The so-called “web tax” is expected to bring an extra €114 million per year into the Italian treasury’s coffers when it comes into force from January 2019.
Under the proposal, reviewed by senators this weekend, a flat rate tax will apply to sales of digital services such as online advertizing. When an Italian company buys adverts on Google, for instance, 6 percent of the value of the sale will be withheld and paid to the Italian tax office.
The finance ministry has promised to define exactly which services are taxable by April 2018.
It has already specified that agricultural companies and those in flat rate or small taxpayer schemes will be exempt from the web tax, which is expected to target primarily multinationals like Google and Facebook.
Italy is one of several countries that has been pushing the European Union to reform the way that tech giants are taxed, arguing that companies should pay a percentage of the revenues they generate in European countries.

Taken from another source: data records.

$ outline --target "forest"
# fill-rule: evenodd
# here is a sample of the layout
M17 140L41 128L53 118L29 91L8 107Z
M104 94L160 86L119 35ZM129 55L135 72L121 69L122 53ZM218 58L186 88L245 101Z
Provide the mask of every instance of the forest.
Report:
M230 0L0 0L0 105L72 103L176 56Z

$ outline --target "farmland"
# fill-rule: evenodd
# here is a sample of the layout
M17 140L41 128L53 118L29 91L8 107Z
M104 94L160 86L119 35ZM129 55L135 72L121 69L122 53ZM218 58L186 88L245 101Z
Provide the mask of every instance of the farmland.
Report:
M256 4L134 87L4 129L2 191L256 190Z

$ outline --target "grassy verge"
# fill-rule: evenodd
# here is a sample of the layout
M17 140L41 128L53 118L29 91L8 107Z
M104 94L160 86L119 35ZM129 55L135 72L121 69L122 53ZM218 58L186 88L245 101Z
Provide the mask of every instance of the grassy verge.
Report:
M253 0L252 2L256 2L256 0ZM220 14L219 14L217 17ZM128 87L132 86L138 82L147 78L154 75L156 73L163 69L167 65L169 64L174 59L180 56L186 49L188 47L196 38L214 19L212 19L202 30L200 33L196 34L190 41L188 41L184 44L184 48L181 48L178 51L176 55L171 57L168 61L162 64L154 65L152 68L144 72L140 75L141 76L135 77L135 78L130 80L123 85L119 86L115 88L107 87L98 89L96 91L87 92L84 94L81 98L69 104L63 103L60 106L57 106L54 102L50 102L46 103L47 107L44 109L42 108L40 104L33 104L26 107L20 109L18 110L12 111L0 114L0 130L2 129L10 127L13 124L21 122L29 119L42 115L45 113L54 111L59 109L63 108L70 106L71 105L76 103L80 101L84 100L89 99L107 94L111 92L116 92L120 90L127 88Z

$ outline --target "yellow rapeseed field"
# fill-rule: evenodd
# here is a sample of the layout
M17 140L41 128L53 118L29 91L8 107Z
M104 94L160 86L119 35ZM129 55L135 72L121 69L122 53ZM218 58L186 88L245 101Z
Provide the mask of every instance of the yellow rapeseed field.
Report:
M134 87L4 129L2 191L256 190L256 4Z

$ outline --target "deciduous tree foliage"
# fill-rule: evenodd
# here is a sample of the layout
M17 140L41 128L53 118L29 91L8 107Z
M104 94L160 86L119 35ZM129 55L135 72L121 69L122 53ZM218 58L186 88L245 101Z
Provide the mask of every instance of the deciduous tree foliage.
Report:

Currently companies are taxed on profits, which allows them to book profits in countries with the most favourable tax rate and pay minimal tax even in countries where they make significant sales.
While France, Germany and Spain are also considering national legislation on the issue, Italy could be the first country to introduce it.
The measure, which has already been proposed several times in different forms, is unlikely to face much opposition in Italy. As Paolo Cellini, a professor of digital economy at Rome’s Luiss university, recently told the Financial Times, US technology companies are the “perfect target” for Italy’s left-wing government as it prepares for a general election next spring.
Such companies “don’t pay taxes. They don’t create employment. They take money abroad and they are foreigners,” he said.
The web tax proposal is contained in an amendment to Italy’s budget law, which the lower house of parliament is expected to vote on by the end of the year.